Note: This feature will be available in the Astronomer EE 0.3 release (July 2018).
This document covers the current scope of monitoring features provided by Apache Airflow and the Astronomer platform.
The monitoring system has three primary concerns:
- metrics gathering
- metrics storage
- StatsD Exporter
You might be wondering how monitoring compares in vanilla Airflow vs in the Astronomer platform.
Airflow is instrumented with StatsD, which provides a stats aggregation daemon. StatsD is a push-based monitoring framework. While StatsD support is built-in to Airflow, the details are not yet well documented. Specifically, most of the instrumentation in Airflow today is around the task scheduler.
The Airflow StatsD integration works by sending data to StatsD which is picked up by the StatsD Exporter. The statsd PyPI package provides the Python client used in Airflow to gather metrics and push them to the exporter.
The StatsD Exporter (
statsd_exporter) bridges the gap between StatsD and
Prometheus by translating StatsD metrics into Prometheus metrics via configured
Astronomer’s monitoring picks up on the other side where Prometheus pulls the data from the StatsD Exporter, which is then made available for visualization in Grafana.
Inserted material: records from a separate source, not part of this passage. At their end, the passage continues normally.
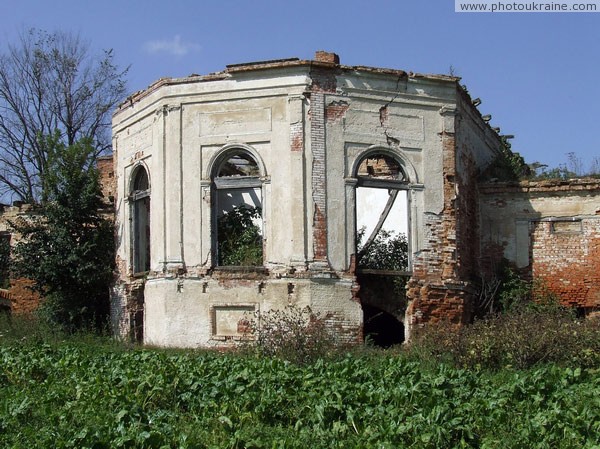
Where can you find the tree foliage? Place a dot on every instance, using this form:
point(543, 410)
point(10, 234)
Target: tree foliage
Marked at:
point(240, 240)
point(389, 251)
point(508, 165)
point(67, 246)
point(48, 82)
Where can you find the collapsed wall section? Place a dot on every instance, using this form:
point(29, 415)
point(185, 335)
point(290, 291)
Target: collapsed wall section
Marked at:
point(548, 231)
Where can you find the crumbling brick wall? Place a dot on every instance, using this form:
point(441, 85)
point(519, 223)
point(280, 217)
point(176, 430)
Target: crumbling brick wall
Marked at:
point(565, 255)
point(548, 231)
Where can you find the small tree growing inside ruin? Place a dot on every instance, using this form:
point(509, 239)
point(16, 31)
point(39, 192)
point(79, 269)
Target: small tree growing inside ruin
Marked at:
point(240, 241)
point(67, 247)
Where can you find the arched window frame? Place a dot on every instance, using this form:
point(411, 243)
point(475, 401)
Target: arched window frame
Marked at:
point(406, 183)
point(222, 184)
point(139, 199)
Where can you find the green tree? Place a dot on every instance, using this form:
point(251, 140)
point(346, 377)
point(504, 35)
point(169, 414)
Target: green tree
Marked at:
point(239, 238)
point(48, 82)
point(67, 247)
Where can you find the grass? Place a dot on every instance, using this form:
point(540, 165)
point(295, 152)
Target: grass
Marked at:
point(83, 391)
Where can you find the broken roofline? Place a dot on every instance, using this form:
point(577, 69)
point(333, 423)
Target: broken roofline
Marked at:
point(323, 60)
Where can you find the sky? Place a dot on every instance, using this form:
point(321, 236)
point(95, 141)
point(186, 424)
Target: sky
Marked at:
point(536, 73)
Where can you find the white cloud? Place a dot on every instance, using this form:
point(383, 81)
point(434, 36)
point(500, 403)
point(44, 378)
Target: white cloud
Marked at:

The Astronomer Monitoring stack provides Helm charts for Prometheus and Grafana as well as custom dashboards for Airflow. We provide Prometheus and Grafana as top-level instances independent of Airflow deployments.
Prometheus provides a pull-based monitoring framework for apps, services, hosts, etc.
Grafana provides support for dashboards and visualizations built on top of Prometheus data.
As a user, you have full access to Prometheus/Grafana and can customize it to suit your needs. You can, for example, create new dashboards, as well as add new instrumentation metrics to Airflow itself.
Note: There is currently a known bug in Airflow where the number of DAGs reported to Airflow by scheduler subprocesses can be inaccurate - AIRFLOW-774.